8. What’s your favorite genre to write? To read?
Historically it has been, for reading, science fiction. I cut my teeth on Asimov, Clarke, and Herbert (but not Heinlein or Tolkien, strangely enough — at least not until I was past my teen years and less prone to, shall we say, ‘exuberant overidentification’ with the worlds they created), plus rather more Star Wars and V tie-in novels than I would care to admit. And while SF is still a reading staple of mine, it has been eclipsed in my later years by fantasy and horror.

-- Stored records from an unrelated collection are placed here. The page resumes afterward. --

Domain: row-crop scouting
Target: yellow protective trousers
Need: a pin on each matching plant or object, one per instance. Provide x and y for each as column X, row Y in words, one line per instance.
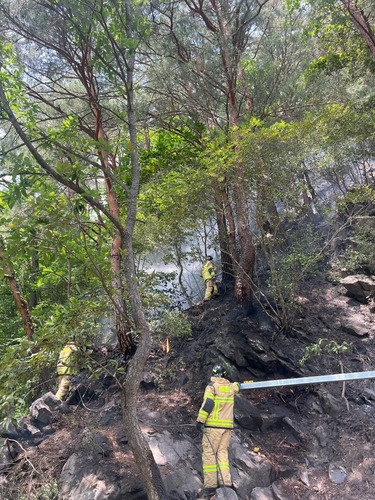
column 211, row 289
column 215, row 444
column 64, row 386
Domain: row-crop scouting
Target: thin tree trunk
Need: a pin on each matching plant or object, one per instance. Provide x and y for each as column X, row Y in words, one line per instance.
column 20, row 301
column 225, row 253
column 362, row 23
column 143, row 456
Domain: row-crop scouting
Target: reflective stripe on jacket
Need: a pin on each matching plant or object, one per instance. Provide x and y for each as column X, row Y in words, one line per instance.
column 67, row 363
column 218, row 403
column 208, row 270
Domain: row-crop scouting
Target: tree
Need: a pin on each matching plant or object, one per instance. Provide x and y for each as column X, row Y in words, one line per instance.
column 210, row 42
column 100, row 51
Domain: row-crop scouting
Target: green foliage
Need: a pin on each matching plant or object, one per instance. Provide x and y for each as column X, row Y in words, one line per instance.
column 360, row 258
column 46, row 491
column 288, row 269
column 326, row 347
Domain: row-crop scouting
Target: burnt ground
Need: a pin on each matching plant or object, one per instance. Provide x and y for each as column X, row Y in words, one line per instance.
column 327, row 438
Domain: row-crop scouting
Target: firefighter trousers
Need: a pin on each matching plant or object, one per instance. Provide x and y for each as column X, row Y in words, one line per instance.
column 64, row 386
column 215, row 444
column 210, row 289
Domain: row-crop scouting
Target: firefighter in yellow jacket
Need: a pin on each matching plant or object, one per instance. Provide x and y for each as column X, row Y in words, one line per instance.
column 66, row 368
column 208, row 273
column 215, row 419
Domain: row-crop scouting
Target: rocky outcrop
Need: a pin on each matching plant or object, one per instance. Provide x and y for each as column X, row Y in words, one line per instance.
column 359, row 286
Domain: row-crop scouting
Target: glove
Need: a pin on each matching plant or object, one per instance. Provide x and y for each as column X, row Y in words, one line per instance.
column 200, row 426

When I say ‘fantasy,’ I generally mean what I guess you’d call ‘urban’ fantasy – Simon R. Green’s Nightside series and Jim Butcher’s Dresden Files series being examples. Also some works from the more eccentric wings of fantasy, such as the books of Avram Davidson and Hal Duncan. Plus, of course, Terry Pratchett’s wonderful and expansive works, both Discworld-based and not. Horror has drawn me in as well, including works by Clive Barker and Stephen King.

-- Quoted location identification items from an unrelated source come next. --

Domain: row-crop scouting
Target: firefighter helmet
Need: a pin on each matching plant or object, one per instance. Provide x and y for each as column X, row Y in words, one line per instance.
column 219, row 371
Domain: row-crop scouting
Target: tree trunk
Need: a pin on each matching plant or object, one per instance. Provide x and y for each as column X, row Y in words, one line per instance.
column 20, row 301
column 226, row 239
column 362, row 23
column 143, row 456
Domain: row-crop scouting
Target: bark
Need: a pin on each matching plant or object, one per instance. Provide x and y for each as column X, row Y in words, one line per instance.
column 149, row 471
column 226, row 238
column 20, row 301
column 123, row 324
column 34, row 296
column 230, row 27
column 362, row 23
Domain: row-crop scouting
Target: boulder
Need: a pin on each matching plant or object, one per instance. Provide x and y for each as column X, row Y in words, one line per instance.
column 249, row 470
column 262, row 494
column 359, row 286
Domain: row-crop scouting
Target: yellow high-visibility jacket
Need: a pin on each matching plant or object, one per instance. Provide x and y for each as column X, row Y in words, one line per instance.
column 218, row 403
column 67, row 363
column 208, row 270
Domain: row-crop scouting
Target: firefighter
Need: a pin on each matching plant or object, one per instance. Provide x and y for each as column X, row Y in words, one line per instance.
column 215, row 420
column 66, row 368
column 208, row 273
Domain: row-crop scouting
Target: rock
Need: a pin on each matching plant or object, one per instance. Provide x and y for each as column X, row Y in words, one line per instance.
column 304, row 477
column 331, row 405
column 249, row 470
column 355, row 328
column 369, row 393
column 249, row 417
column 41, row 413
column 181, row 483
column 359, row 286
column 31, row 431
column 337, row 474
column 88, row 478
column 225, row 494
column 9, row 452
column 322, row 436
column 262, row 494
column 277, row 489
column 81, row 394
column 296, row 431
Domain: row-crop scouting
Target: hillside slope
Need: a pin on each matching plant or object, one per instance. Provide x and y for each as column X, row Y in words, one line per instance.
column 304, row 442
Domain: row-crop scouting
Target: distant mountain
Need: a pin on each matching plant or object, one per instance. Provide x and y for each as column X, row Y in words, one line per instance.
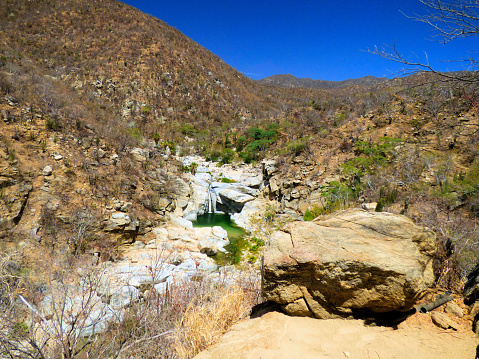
column 291, row 81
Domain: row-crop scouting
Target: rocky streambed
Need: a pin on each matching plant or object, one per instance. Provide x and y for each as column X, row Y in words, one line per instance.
column 172, row 254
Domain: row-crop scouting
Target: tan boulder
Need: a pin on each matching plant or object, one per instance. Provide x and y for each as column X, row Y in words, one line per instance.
column 348, row 261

I think what draws me to such material in reading is the visceral nature of dark fantasy and horror – the way a good writer can draw you into the moment, despite (or because of) the sheer weirdness of the situation. It’s also why I don’t read all that much of traditional ‘high’ fantasy – there’s nothing in it that really calls to me. Viscerality is also a key component of works I enjoy outside SF and fantasy, such as the mystery/crime works of Michael Connelly (the Harry Bosch series) and Jeff Lindsay (whose Dexter series is a concept I dearly wish I’d come up with).
So it should be no surprise that my favorite genre to write, these days, is ‘dark/urban/fantasy/horror.’ Insofar as I might be expected to shoehorn Brutal Light into a category, that is where it would go. Visceral (and sometimes bloody) action, philosophical and metaphysical weirdness, and characters that (hopefully) show depth and some degree of realism as they try to deal with it all.